- $0<x<1$
- $u_0 \in \mathbb{N}$ and $u_0 \geq 2$
- $u_{n+1}= u_n ^{ u_n}$
- $\alpha= \sum_{n=0}^{+ \infty} \dfrac{1}{u_n}$
- We want to prove that the series $\sum \dfrac{x^n}{ \sin ( \pi \alpha n) }$ diverges.
My attempt :
The sequence $(u_n)_n$ has been studied here
$
\begin{align*}
\forall j, u_{j+1}&=u_j^{u_j} \in \mathbb{N} \\
\forall j, \forall k<j, u_k &| u_j \\
\forall k, k <n, \dfrac{u_n}{u_k} &\in \mathbb{N} \\
\forall n, u_n \sum_{k=0}^{n} \dfrac{1}{u_k} &\in \mathbb{N}
\end{align*}
$
$
\begin{align*}
\sin( u_n \pi \alpha) &= \sin( u_n \pi \sum_{k=0}^{n} \dfrac{1}{u_n} + u_n \pi \sum_{k=n+1}^{\infty} \dfrac{1}{u_n} ) \\
\sin( u_n \pi \alpha)&= \sin( u_n \pi \sum_{k=n+1}^{\infty} \dfrac{1}{u_n} ) \\
|\sin( u_n \pi \alpha)| & \leq | u_n \pi \sum_{k=n+1}^{\infty} \dfrac{1}{u_n} | \\
|\sin( u_n \pi \alpha)| & \leq u_n \pi \sum_{k=n+1}^{\infty} \dfrac{1}{u_n} \\
& \leq\dfrac{ \pi C }{ u_n^{u_n -1} } \\
\end{align*}
$
$C$ is an intercept, that does not depend on $n$.
$$\dfrac{x^{u_n} }{ |\sin( u_n \pi \alpha)| } \geq \dfrac{1}{ \pi C } x^{u_n} u_n^{u_n -1} (\star) $$
We expect to get the divergence from this last inequality called ($\star$). $u_n \to \infty$
We can prove that $\alpha \notin \mathbb{Q}$
Assume that $\alpha= \dfrac{p}{q}$ where $p,q \in \mathbb{Q}$
then
$
\begin{align*}
u_n \sum_{k=0}^{n} \dfrac{1}{u_k} &\in \mathbb{N} \\
\alpha=\sum_{k=0}^{\infty} \dfrac{1}{u_k} &\in \mathbb{N}\\
q u_n \sum_{k=n1}^{\infty} \dfrac{1}{u_k} &\in \mathbb{N} \\
q u_n \sum_{k=n1}^{\infty} \dfrac{1}{u_k} &\to 0
\end{align*}
$
It is a contradiction so $\alpha \not \in \mathbb{Q}$
We get the divergence from $\star$ because $u_n > n+1$
Best Answer
Provided that $\alpha$ is irrational, then the sequence given by $z_n=e^{i\pi\alpha n}$ is dense in $\mathbb{S}^1$ (irrational rotations are transitive).

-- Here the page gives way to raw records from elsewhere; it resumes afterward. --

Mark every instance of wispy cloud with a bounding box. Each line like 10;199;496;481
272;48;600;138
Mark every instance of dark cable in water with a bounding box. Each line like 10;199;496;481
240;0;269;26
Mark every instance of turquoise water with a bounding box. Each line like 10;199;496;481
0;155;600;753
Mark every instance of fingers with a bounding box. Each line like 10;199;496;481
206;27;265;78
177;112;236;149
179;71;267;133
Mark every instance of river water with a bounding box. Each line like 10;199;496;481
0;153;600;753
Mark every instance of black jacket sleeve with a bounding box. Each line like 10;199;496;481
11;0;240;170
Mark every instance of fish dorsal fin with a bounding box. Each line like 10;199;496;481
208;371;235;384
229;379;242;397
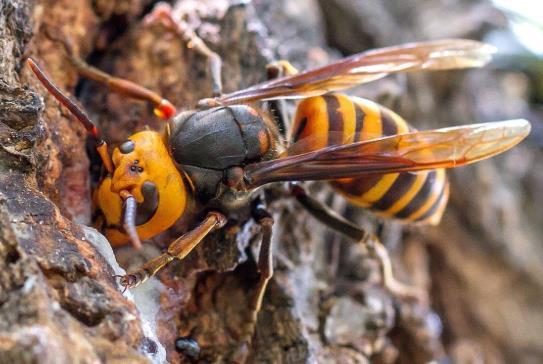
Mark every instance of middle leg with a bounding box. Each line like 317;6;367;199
236;201;273;362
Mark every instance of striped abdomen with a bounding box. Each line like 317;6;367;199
291;94;449;224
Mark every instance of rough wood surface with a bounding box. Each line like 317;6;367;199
0;0;543;363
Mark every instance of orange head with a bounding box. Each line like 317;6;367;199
27;58;188;248
95;131;188;245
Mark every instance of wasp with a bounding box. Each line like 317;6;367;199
28;7;530;356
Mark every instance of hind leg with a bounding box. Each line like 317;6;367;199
292;185;426;301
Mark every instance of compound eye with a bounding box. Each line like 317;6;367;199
119;140;136;154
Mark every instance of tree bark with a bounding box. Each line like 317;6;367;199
0;0;543;363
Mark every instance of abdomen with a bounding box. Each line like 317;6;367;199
291;94;449;224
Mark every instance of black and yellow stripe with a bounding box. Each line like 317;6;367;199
291;94;449;224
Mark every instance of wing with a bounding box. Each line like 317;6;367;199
245;119;530;187
215;39;495;105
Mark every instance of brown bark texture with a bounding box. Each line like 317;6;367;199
0;0;543;364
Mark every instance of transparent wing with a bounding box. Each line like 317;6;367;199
245;119;530;187
216;39;495;105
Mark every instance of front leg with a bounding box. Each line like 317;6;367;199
116;211;226;292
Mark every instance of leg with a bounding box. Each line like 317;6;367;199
236;204;273;362
266;60;298;135
120;212;226;290
291;184;425;301
145;2;222;97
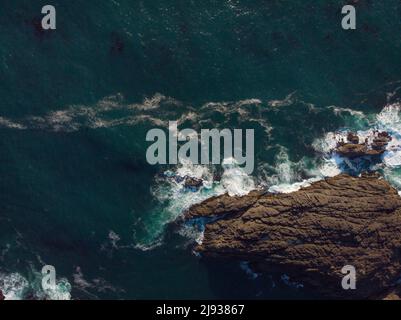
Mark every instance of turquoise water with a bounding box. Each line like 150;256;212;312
0;0;401;299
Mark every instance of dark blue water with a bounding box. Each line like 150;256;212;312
0;0;401;299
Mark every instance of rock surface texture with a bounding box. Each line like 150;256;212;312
334;132;392;159
185;175;401;299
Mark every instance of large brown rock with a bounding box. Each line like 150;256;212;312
185;175;401;298
333;132;392;159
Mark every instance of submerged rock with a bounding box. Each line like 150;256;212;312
184;176;203;190
185;175;401;298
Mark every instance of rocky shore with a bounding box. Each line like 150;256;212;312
334;131;392;159
184;174;401;299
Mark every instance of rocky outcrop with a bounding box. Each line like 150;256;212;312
185;175;401;298
184;176;203;191
334;132;392;159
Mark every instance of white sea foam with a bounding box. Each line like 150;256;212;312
0;272;71;300
0;273;29;300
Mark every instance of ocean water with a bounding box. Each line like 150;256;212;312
0;0;401;299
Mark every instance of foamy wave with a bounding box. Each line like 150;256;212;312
135;159;256;251
0;273;29;300
0;272;71;300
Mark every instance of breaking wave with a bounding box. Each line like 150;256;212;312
0;273;71;300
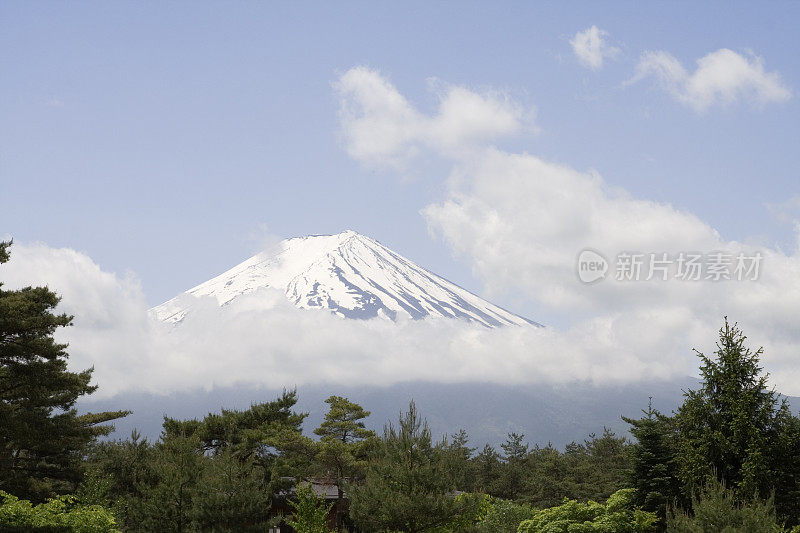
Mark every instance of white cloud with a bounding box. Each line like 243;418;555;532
338;69;800;394
0;239;686;397
628;48;792;111
334;67;533;169
569;26;619;70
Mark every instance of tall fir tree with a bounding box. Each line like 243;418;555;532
0;242;128;501
314;396;376;531
676;317;798;516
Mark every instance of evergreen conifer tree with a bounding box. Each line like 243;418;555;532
0;242;128;502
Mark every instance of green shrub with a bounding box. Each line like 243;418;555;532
667;480;794;533
0;491;119;533
517;489;658;533
469;498;536;533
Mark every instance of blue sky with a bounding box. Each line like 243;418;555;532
0;2;800;322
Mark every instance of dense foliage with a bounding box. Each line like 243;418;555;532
518;489;658;533
0;242;128;502
0;239;800;533
0;491;119;533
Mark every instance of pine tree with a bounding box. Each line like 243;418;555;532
496;433;528;500
314;396;375;531
676;318;797;510
622;398;680;526
0;242;128;501
350;402;483;533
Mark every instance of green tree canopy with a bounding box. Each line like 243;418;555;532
676;318;797;508
350;401;484;533
0;242;129;502
314;396;375;531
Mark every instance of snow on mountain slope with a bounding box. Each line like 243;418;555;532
151;230;539;327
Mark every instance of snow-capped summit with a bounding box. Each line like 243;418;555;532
152;230;539;327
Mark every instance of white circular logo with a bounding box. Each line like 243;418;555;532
577;249;608;283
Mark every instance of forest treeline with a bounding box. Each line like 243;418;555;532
0;238;800;533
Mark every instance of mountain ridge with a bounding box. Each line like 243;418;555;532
151;230;541;328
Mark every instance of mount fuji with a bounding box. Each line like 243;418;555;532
151;230;541;328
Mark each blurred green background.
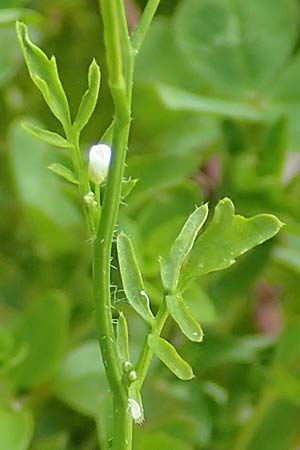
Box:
[0,0,300,450]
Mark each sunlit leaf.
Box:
[148,334,194,380]
[48,163,79,184]
[117,233,154,323]
[160,205,208,292]
[17,22,71,131]
[166,294,203,342]
[184,198,283,279]
[74,60,101,132]
[22,122,72,148]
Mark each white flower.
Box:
[89,144,111,184]
[128,398,143,424]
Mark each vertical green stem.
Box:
[93,0,132,450]
[137,299,169,389]
[93,0,159,450]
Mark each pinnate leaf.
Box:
[117,233,154,323]
[160,205,208,292]
[48,163,79,184]
[148,334,194,380]
[181,198,283,283]
[22,122,72,148]
[166,294,203,342]
[17,22,71,131]
[74,60,101,132]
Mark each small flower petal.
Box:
[89,144,111,184]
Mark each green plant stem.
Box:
[137,299,169,389]
[93,0,132,450]
[131,0,160,53]
[93,0,163,450]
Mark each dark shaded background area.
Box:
[0,0,300,450]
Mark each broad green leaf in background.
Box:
[12,292,69,387]
[138,433,192,450]
[183,198,283,280]
[148,334,194,380]
[10,122,80,249]
[52,341,109,417]
[22,122,72,148]
[117,233,154,324]
[17,22,71,132]
[175,0,299,96]
[160,205,208,292]
[233,395,300,450]
[0,5,42,27]
[166,294,203,342]
[157,84,270,122]
[0,405,33,450]
[192,332,274,374]
[74,60,101,133]
[48,163,79,184]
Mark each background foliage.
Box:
[0,0,300,450]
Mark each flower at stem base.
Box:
[89,144,111,184]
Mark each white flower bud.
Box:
[89,144,111,184]
[128,398,143,424]
[83,192,97,208]
[128,370,137,383]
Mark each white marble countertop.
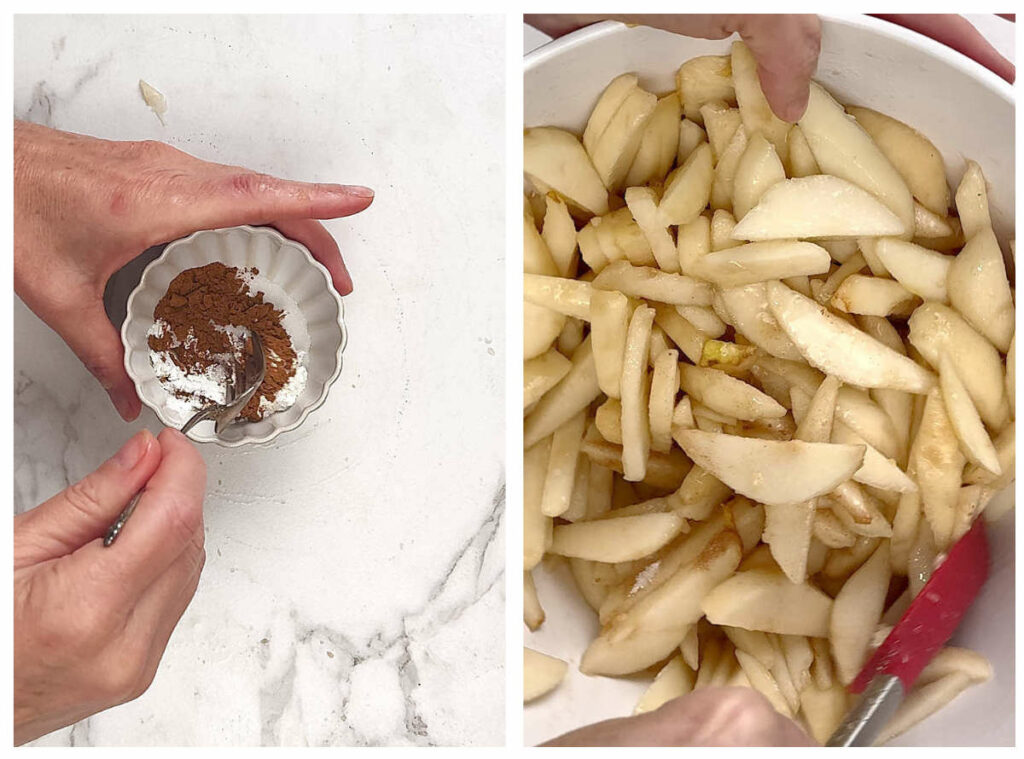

So, there is a subsequence $n'$ along which $z_n\rightarrow e^{ -i\pi\alpha}=(\cos\pi\alpha,-\sin\pi\alpha)$. From $$ \frac{|\sin(\pi\alpha n)|}{|\sin(\pi\alpha (n+1))|}=\frac{|\sin\pi\alpha n|}{|\sin(\pi\alpha n)\cos(\pi \alpha)+\sin(\pi\alpha)\cos(\pi\alpha n)|}=\frac{1}{|\cos(\pi\alpha)+\sin(\pi\alpha)\cot(\pi\alpha n)\big|} $$ we have that along the subsequence $n'$, $\frac{|\sin\pi\alpha n|}{|\sin(\pi\alpha(n+1))|}\rightarrow\infty$. Thus, $$ \infty =\limsup_n\frac{|\sin(\pi\alpha n)|}{|\sin(\pi\alpha (n+1))|}\leq \limsup_n \sqrt[n]{\frac{1}{|\sin(\pi\alpha n)|}}$$ This means that the radius of convergence of the power series $\sum_{n\geq1}\frac{z^n}{\sin\pi\alpha n}$ is $0$.